While the measure of student performance with which RAND was working was adequate, not much else was. RAND attempted to control for the family background of the students taking the test, but the only information on family background available to RAND was census figures on the average statewide education and income of school-age families in 1990. RAND attempted to adjust these data to the actual years the students took the tests by assuming that these factors change precisely with changes in the racial composition of test-takers. But, of course, one cannot assume that the education and income of students of different racial groups change at the same rate in all 44 states. And RAND did not have any information from individual students; throughout its analysis it refers to average results across the state. So, from the very beginning, RAND was forced to work with an imprecise measure of the characteristics of students who actually took the tests.
Similarly, RAND used statewide averages as its measure of school resources, an extremely imprecise indicator of the actual resources being spent on particular students who attend specific schools. RAND also relied on statewide averages of teachers’ impressions of whether their school supplies were adequate, statewide averages of prekindergarten attendance, and statewide averages of class size. These averages obviously mask wide disparities within a state.

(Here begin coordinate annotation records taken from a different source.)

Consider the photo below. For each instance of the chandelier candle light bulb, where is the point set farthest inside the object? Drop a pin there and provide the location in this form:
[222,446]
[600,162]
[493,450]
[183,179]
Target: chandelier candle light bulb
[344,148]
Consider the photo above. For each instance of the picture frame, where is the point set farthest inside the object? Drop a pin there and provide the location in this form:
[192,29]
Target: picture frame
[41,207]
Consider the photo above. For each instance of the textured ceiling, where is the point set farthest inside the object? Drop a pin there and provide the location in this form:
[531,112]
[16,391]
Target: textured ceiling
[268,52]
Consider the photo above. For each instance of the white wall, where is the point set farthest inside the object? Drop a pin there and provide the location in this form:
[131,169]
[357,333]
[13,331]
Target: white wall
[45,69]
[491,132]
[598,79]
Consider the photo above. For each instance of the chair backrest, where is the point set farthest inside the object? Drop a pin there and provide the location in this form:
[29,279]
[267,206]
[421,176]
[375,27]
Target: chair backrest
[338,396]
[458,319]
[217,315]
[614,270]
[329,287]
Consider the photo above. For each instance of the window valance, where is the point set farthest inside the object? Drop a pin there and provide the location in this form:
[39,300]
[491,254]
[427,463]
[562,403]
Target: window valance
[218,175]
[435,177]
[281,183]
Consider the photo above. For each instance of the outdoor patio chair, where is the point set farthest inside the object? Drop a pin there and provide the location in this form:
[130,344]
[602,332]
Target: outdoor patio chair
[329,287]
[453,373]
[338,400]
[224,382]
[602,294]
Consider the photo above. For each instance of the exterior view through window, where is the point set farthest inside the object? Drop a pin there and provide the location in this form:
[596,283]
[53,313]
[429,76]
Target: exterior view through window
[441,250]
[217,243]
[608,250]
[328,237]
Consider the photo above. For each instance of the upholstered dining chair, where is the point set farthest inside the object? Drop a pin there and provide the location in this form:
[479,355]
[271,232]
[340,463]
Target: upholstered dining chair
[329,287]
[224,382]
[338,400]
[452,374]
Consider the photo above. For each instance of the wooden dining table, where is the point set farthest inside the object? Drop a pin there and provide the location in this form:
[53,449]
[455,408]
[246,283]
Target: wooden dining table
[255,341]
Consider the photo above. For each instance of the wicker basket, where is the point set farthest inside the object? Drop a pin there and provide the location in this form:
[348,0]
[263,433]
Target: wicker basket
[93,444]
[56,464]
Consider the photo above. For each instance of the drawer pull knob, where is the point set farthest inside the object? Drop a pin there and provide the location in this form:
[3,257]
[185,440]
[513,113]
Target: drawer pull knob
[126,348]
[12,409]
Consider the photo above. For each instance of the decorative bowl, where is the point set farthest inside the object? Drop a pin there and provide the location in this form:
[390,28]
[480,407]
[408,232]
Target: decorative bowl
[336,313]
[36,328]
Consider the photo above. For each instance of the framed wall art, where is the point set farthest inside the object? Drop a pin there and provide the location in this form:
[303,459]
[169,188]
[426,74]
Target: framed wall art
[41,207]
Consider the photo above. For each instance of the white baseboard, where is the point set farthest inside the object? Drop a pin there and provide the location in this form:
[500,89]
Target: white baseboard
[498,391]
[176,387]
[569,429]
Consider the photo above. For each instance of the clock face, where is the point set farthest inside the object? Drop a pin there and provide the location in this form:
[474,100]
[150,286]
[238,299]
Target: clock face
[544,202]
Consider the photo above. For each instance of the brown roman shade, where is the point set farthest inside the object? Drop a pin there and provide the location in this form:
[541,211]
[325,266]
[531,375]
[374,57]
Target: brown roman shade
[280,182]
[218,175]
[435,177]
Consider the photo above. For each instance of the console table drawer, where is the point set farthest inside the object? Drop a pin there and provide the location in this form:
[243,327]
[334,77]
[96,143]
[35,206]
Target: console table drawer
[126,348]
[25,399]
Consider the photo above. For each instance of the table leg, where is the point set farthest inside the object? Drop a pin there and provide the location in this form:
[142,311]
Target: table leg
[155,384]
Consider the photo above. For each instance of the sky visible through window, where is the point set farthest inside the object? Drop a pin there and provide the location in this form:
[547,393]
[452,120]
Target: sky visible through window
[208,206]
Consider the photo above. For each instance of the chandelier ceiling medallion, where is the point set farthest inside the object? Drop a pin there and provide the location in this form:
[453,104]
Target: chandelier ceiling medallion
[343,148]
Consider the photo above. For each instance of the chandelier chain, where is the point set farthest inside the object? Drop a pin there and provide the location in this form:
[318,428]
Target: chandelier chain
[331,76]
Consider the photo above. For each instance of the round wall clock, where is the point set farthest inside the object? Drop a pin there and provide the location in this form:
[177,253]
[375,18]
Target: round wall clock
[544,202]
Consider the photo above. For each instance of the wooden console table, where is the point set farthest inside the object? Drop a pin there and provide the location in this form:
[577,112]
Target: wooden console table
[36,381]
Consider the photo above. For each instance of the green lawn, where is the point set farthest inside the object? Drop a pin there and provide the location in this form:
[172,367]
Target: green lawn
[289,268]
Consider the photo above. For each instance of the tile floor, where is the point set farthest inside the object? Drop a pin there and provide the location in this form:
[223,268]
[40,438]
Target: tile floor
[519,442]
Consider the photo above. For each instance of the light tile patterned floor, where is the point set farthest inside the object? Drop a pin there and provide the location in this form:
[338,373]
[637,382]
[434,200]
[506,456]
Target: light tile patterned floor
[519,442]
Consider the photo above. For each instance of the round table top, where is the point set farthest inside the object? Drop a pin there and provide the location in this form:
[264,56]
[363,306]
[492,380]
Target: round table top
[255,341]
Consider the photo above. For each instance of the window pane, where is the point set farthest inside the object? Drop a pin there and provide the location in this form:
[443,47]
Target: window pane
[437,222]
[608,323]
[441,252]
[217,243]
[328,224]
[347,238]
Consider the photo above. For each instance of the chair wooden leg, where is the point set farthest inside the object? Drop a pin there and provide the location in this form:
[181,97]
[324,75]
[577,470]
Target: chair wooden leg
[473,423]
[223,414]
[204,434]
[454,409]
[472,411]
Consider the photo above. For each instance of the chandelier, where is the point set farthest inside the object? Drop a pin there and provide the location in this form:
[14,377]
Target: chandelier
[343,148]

The RAND researchers insist that their study is superior because they factored in the average school resources for all the years that students were in school, a measure they find superior to studies that look only at current resources being spent on a student. This may be a worthy research innovation, though the average school resources available to a student from one year to the next do not change dramatically—unless the student moves, something that happens with surprising frequency. In 1995, 6 percent of the school-age population lived in a different state than they had in 1990; another 2.5 percent had been living outside the United States in 1990. These percentages vary widely among regions of the country. In the mountain states, as many as 15 percent of students had lived elsewhere in 1990. None of this movement was taken into account by the RAND study.
Where Are the Reforms?
These weaknesses in the data were exacerbated once RAND tried to glean specific policy recommendations from its findings. For instance, RAND says that we should reduce class size in states with higher shares of disadvantaged students. RAND, however, doesn’t ever look at whether or not disadvantaged students are in large classes, because they have averaged across all students in the state.
RAND also says that students perform better when teachers think that their supplies are adequate. This finding is plausible. If teachers have adequate materials, one would expect them to be more effective. But it suffers from the chicken-and-egg problem: We can’t be sure whether high-performing students make teachers feel better about their supplies, or whether the supplies themselves have a causal impact. And, of course, this subjective question means wildly different things to teachers in different schools and states.
Much the same can be said for the finding that low teacher mobility leads to higher student performance. Do high levels of teacher mobility lower student performance, or does low performance increase the chances that teachers will move on? One simply cannot tell from the kind of data with which RAND was working.
The authors admit that it would be preferable to have data from the schools that students actually attended. But they claim that using statewide data allows them to consider the fact that the states, not local school boards, are the ultimate political entities responsible for public education within their boundaries. Only by looking at states as a whole can one incorporate the panoply of state policies that may influence school achievement, RAND says. To be sure, statewide analyses can provide accurate estimates of the impact of school resources—but only if the analyst includes within the statistical model all the factors that affect student performance and, in the standard linear regression model generally favored by RAND, if these factors have a constant, additive effect on student achievement. In other words, if the same amount of class size reduction has similar effects on those originally in very large classes and those originally in quite small classes, and if all other factors in the model work in the same constant, additive manner, then relying on state-level data can provide unbiased statistical estimates. But RAND itself argues that the impacts of resources on student performance are anything but constant and additive. Witness its conclusions on class size, where it finds that class-size reduction has its greatest effect in states with high shares of disadvantaged children. Witness also its finding that it is particularly important to reduce class sizes in states that begin with high average pupil-teacher ratios.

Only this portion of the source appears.